Y bueno maestro, ya llegamos a
Jujuy y Caseros, pero escuchemé, quiero contarle el final. Ahora el gordo está tranquilo. No se vio más
con la chica del día que el demonio no habló más, pero ahora nos viene a
visitar todas las semanas, tomamos cerveza, nos cagamos de risa… Eso era lo que
necesitaba el gordo, ¡sólo eso! No un exorcista, no un psiquiatra que le quemara la cabeza con pastillas y lo dejara tranquilo pero pelotudo, no un psicólogo que se le sentara al lado y le dijera "a ver dibujame una casita, ¿por qué le hiciste grande la manija a la puerta?"... ¡¡y que encima le cobren!! Antes de
levantarlo a usted estuve charlando con él un rato comiendo unas empanadas. Lo
veo mucho mejor, no tan obsesionado con su posgrado. Eso sí, nunca habría
pensado que iba a terminar creyendo en el esoterismo. Ahora el gordo te habla
del horóscopo y ni se atreve a tocar el tema de los fantasmas, de los demonios
o del más allá. Tiene un respeto terrible por todo eso… Y no hace falta aclarar
que jamás volvió a hablar de lo que sucedió aquellas semanas en las que su
departamento alojó una entidad demoníaca.
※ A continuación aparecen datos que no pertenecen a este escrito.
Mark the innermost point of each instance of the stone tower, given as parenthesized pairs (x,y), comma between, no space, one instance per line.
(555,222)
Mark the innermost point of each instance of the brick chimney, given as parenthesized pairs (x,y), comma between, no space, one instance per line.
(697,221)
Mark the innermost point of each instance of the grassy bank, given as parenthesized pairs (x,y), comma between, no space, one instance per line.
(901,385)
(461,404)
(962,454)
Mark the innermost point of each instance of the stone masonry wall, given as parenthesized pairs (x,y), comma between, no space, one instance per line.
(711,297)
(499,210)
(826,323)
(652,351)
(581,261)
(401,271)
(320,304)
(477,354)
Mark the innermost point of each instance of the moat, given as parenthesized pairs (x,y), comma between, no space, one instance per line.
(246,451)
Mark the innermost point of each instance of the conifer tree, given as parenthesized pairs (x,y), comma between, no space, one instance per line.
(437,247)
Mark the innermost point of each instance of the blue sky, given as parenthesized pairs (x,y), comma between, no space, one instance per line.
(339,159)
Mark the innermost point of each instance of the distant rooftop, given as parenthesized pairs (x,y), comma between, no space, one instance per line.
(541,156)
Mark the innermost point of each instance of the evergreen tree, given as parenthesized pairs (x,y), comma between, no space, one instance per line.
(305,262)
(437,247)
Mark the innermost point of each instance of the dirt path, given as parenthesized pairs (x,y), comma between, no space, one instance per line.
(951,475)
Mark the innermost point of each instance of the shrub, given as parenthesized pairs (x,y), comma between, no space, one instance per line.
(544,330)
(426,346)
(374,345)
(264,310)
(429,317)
Yo la verdad que de ocultismo no
entiendo un carajo, y mucho menos entiendo de electromagnetismo y todas esas
cosas con las que el gordo intentaba al principio explicar lo de las voces…
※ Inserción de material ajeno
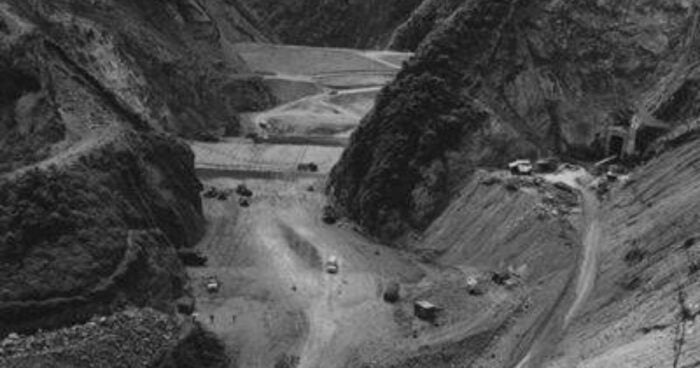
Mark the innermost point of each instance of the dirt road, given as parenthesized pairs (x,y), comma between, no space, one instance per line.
(591,244)
(592,238)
Sólo soy un taxista, a lo mejor tendría que haber estudiado y podría expresar
mejor lo que pienso, pero bueno… Yo lo que creo es que desde tiempos
inmemorables los humanos han recurrido a las supersticiones y a lo esotérico
para explicar todo aquello que no podían entender. Y justamente el gordo
terminó así… terminó creyendo en lo sobrenatural, en que se había metido un
duende, un vampiro, un demonio o una momia en ese tablero de mierda del
ascensor porque nunca pudo comprender lo que realmente había sucedido: el gordo jamás
entendió que todo eso simplemente le pasó por estar tan solo.